There are plenty of other books I think somebody should write, so three quick suggestions:

– More indigenous. It’s a big world.

– More national or regional books like Martyn Cornell’s “Beer: The Story of the Pint: The History of Britain’s Most Popular Drink.” Memo to publishers:it is out of print and used copies are going for $40. Seems to indicate a level of reader interest.

– The last few days Jeff Alworth and McLeod have posted some year-in-review stats for Beervana and A Good Beer Blog respectively. A quick look here reveals that the best read post here is from almost seven years ago (gee, Stan, what have who written recently?): “Words to describe the beer you are tasting” (14,754 views). And I am pretty sure they are coming to read what I cribbed from the Merchant du Vin newsletter. No 2014 post attracted one third the attention (the top ones were all hop related). Does this demonstrate the need for an entire book? I’m pretty sure somebody clever could wrap a very interesting book around this topic, or use it to write something I would find totally silly and useless. Strangely intriguing.

Of course I’d like to see these books in print in English. That’s the language I read. But it should be obvious much of the research requires understanding other languages, making sense of things when Google Translate struggles.

If you decide to tackle one of these projects you are welcome for the ideas. You know you’ve got one customer. If you are looking other inspiration, then poke around the comments section at A Good Beer Blog. I fully expect to see something there I wish I’d thought of first. (Confession, I have a “Steal this idea” folder on Evernote.) But I’ve already got a book to write.

Public drinking, in context

Terminal Bar, from the book of the same name

Among the photos on page 105 of “Terminal Bar: A Photographic Record of New York’s Most Notorious Watering Hole” is one of a man with his chin resting ever so lightly on his closed right hand, looking like he could have been a silent screen star in the 1920s although the picture was taken in 1973.

The caption reads: “He used to come in on Saturdays, and the more he drank, the more lipstick he put on. He drank beer.”

That’s it. A reader is free to fill in the rest of the story.

Or there’s Charlie on pages 88 and 89, with beard and without; in 1977, in 1980, and at other times. “He once told me that these pictures of him were going to be valuable because he was going to do something. Every time he came in, he drank something else.”

So the description at Amazon simply doesn’t do “Terminal Bar” justice. “In 1972 Shelly Nadelman began a ten-year run bartending at one of New York City’s most notorious dives: the Terminal Bar, located across the street from the Port Authority Bus Terminal near Times Square. For ten years, right up until the bar closed for good in 1982, he shot thousands of black-and-white photographs, mostly portraits of his customers — neighborhood regulars, drag queens, thrill-seeking tourists, pimps and prostitutes, midtown office workers dropping by before catching a bus home to the suburbs — all of whom found welcome and respite at the Terminal Bar. This extraordinary archive remained unseen for twenty years until his son Stefan rescued the collection, using parts of it in a documentary short. Featuring nine hundred photographs accompanied by reminiscences in Shelly Nadelman’s inimitable voice, Terminal Bar brings back to life the 1970s presanitized Times Square, a raucous chapter of the city that never sleeps.”

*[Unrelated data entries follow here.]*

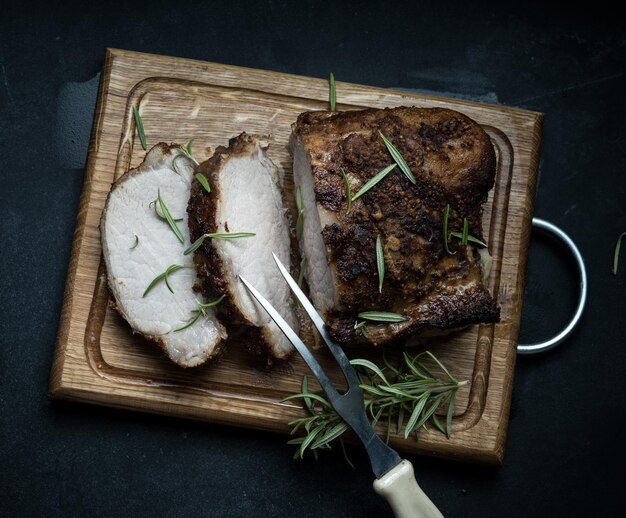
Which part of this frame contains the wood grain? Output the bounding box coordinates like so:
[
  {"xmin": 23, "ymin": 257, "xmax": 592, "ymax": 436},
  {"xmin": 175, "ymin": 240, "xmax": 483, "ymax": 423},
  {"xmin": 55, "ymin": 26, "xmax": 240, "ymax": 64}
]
[{"xmin": 50, "ymin": 50, "xmax": 542, "ymax": 464}]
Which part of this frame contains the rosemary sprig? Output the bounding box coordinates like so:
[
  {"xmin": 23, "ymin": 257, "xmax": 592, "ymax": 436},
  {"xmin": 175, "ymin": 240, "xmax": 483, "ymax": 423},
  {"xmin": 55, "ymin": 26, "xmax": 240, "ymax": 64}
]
[
  {"xmin": 443, "ymin": 203, "xmax": 456, "ymax": 254},
  {"xmin": 358, "ymin": 311, "xmax": 408, "ymax": 323},
  {"xmin": 133, "ymin": 106, "xmax": 148, "ymax": 151},
  {"xmin": 611, "ymin": 232, "xmax": 626, "ymax": 275},
  {"xmin": 352, "ymin": 164, "xmax": 398, "ymax": 202},
  {"xmin": 283, "ymin": 351, "xmax": 467, "ymax": 458},
  {"xmin": 376, "ymin": 234, "xmax": 385, "ymax": 293},
  {"xmin": 183, "ymin": 232, "xmax": 256, "ymax": 255},
  {"xmin": 378, "ymin": 131, "xmax": 415, "ymax": 185},
  {"xmin": 339, "ymin": 167, "xmax": 352, "ymax": 212},
  {"xmin": 154, "ymin": 189, "xmax": 185, "ymax": 243},
  {"xmin": 296, "ymin": 187, "xmax": 304, "ymax": 241},
  {"xmin": 443, "ymin": 204, "xmax": 487, "ymax": 255},
  {"xmin": 142, "ymin": 264, "xmax": 186, "ymax": 297},
  {"xmin": 174, "ymin": 295, "xmax": 226, "ymax": 333},
  {"xmin": 196, "ymin": 173, "xmax": 211, "ymax": 192}
]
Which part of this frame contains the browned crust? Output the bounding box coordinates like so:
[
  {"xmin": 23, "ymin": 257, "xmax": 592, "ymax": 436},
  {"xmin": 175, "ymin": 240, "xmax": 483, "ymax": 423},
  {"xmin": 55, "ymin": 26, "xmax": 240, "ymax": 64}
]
[{"xmin": 293, "ymin": 107, "xmax": 499, "ymax": 342}]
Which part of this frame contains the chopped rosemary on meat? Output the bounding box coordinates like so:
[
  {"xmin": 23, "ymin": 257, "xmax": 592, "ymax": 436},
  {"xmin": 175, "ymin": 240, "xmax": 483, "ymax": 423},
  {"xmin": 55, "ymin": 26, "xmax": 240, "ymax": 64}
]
[
  {"xmin": 296, "ymin": 187, "xmax": 304, "ymax": 241},
  {"xmin": 142, "ymin": 264, "xmax": 191, "ymax": 297},
  {"xmin": 196, "ymin": 173, "xmax": 211, "ymax": 192},
  {"xmin": 378, "ymin": 131, "xmax": 416, "ymax": 184},
  {"xmin": 154, "ymin": 189, "xmax": 185, "ymax": 243},
  {"xmin": 443, "ymin": 204, "xmax": 487, "ymax": 255},
  {"xmin": 376, "ymin": 234, "xmax": 385, "ymax": 293},
  {"xmin": 612, "ymin": 232, "xmax": 626, "ymax": 275},
  {"xmin": 133, "ymin": 106, "xmax": 148, "ymax": 151},
  {"xmin": 174, "ymin": 295, "xmax": 226, "ymax": 333},
  {"xmin": 183, "ymin": 232, "xmax": 256, "ymax": 255},
  {"xmin": 443, "ymin": 203, "xmax": 455, "ymax": 254},
  {"xmin": 352, "ymin": 164, "xmax": 398, "ymax": 202},
  {"xmin": 339, "ymin": 167, "xmax": 352, "ymax": 212},
  {"xmin": 283, "ymin": 351, "xmax": 468, "ymax": 462},
  {"xmin": 358, "ymin": 311, "xmax": 408, "ymax": 322}
]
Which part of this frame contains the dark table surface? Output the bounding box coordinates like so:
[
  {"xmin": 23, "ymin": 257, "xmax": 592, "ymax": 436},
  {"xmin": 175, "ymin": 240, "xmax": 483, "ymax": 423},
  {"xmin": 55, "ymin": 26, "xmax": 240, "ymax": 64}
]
[{"xmin": 0, "ymin": 1, "xmax": 626, "ymax": 517}]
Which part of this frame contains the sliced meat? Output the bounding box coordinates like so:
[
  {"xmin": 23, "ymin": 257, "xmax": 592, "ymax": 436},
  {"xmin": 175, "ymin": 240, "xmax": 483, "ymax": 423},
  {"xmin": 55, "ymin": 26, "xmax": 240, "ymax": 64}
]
[
  {"xmin": 291, "ymin": 107, "xmax": 499, "ymax": 344},
  {"xmin": 100, "ymin": 144, "xmax": 227, "ymax": 367},
  {"xmin": 188, "ymin": 133, "xmax": 297, "ymax": 359}
]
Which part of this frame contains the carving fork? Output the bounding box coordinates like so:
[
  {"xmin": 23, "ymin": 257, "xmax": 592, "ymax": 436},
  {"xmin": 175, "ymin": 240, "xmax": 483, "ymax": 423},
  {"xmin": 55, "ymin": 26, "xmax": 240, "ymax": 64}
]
[{"xmin": 239, "ymin": 253, "xmax": 443, "ymax": 518}]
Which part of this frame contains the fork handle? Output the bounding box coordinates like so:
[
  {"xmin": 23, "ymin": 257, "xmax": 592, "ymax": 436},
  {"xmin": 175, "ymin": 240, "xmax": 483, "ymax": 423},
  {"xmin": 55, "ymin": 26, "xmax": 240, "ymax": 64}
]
[{"xmin": 374, "ymin": 460, "xmax": 443, "ymax": 518}]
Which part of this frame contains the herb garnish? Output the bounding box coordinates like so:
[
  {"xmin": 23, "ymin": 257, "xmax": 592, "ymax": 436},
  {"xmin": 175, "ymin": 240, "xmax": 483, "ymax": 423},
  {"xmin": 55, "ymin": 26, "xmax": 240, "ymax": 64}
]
[
  {"xmin": 196, "ymin": 173, "xmax": 211, "ymax": 192},
  {"xmin": 142, "ymin": 264, "xmax": 186, "ymax": 297},
  {"xmin": 612, "ymin": 232, "xmax": 626, "ymax": 275},
  {"xmin": 352, "ymin": 164, "xmax": 398, "ymax": 202},
  {"xmin": 133, "ymin": 106, "xmax": 148, "ymax": 151},
  {"xmin": 376, "ymin": 234, "xmax": 385, "ymax": 293},
  {"xmin": 378, "ymin": 131, "xmax": 415, "ymax": 184},
  {"xmin": 183, "ymin": 232, "xmax": 256, "ymax": 255},
  {"xmin": 443, "ymin": 207, "xmax": 487, "ymax": 255},
  {"xmin": 296, "ymin": 187, "xmax": 304, "ymax": 241},
  {"xmin": 358, "ymin": 311, "xmax": 408, "ymax": 323},
  {"xmin": 154, "ymin": 189, "xmax": 185, "ymax": 243},
  {"xmin": 174, "ymin": 295, "xmax": 226, "ymax": 333},
  {"xmin": 283, "ymin": 351, "xmax": 468, "ymax": 462},
  {"xmin": 339, "ymin": 167, "xmax": 352, "ymax": 212}
]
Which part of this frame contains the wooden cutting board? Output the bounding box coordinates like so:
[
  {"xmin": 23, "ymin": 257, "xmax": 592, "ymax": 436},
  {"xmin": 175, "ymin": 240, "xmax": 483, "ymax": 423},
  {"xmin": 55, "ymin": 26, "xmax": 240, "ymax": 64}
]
[{"xmin": 50, "ymin": 50, "xmax": 542, "ymax": 464}]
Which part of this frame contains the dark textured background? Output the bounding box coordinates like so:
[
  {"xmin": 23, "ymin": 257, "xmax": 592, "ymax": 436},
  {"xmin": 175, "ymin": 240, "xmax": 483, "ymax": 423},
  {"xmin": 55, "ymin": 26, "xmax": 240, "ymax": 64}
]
[{"xmin": 0, "ymin": 0, "xmax": 626, "ymax": 517}]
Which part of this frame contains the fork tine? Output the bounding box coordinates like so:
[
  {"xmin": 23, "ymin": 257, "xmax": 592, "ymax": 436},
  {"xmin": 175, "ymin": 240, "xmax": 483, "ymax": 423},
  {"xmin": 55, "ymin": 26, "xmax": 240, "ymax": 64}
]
[
  {"xmin": 272, "ymin": 252, "xmax": 359, "ymax": 388},
  {"xmin": 239, "ymin": 275, "xmax": 339, "ymax": 402}
]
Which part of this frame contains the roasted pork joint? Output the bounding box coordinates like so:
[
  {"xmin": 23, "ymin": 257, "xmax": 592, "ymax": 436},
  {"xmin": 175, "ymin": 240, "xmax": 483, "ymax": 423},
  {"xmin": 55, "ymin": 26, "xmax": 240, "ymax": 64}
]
[
  {"xmin": 188, "ymin": 133, "xmax": 297, "ymax": 361},
  {"xmin": 291, "ymin": 107, "xmax": 499, "ymax": 344}
]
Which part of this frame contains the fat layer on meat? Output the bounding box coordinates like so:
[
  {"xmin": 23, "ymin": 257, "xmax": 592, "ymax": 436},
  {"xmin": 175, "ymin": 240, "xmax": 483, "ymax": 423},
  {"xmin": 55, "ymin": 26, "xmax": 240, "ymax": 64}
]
[
  {"xmin": 188, "ymin": 133, "xmax": 297, "ymax": 360},
  {"xmin": 100, "ymin": 144, "xmax": 227, "ymax": 367},
  {"xmin": 291, "ymin": 107, "xmax": 499, "ymax": 344}
]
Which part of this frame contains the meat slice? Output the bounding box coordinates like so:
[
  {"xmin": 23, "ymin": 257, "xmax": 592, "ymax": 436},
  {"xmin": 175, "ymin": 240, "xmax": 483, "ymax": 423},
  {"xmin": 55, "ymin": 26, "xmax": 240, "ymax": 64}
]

At the time Termnal Bar was featured in the movie Taxi Driver it was known as being one of the roughest bars in the city. That was mostly a media fabrication, Nadelman says in this NPR interview, and instead he describes it as the gayest bar in New York.

It closed in 1982, and it appears there isn’t a sign of it remaining on Eighth Avenue. (If you were looking for a place with a wide beer selection you’d head for the nearby Beer Authority, but that’s a total aside.)

Describe “Terminal Bar” as a documentary if you’d like — 10 years in the life of a New York City bar and the lives of its regulars and its passers-through — or call it a book for the imagination.

*****

Disclosure: 1) I received this book after a PR person contacted me to see if I’d consider looking at it. 2) If I spotted it in a book store I would have bought after flipping through maybe a dozen pages. But this is a sort of book I’m predisposed to like.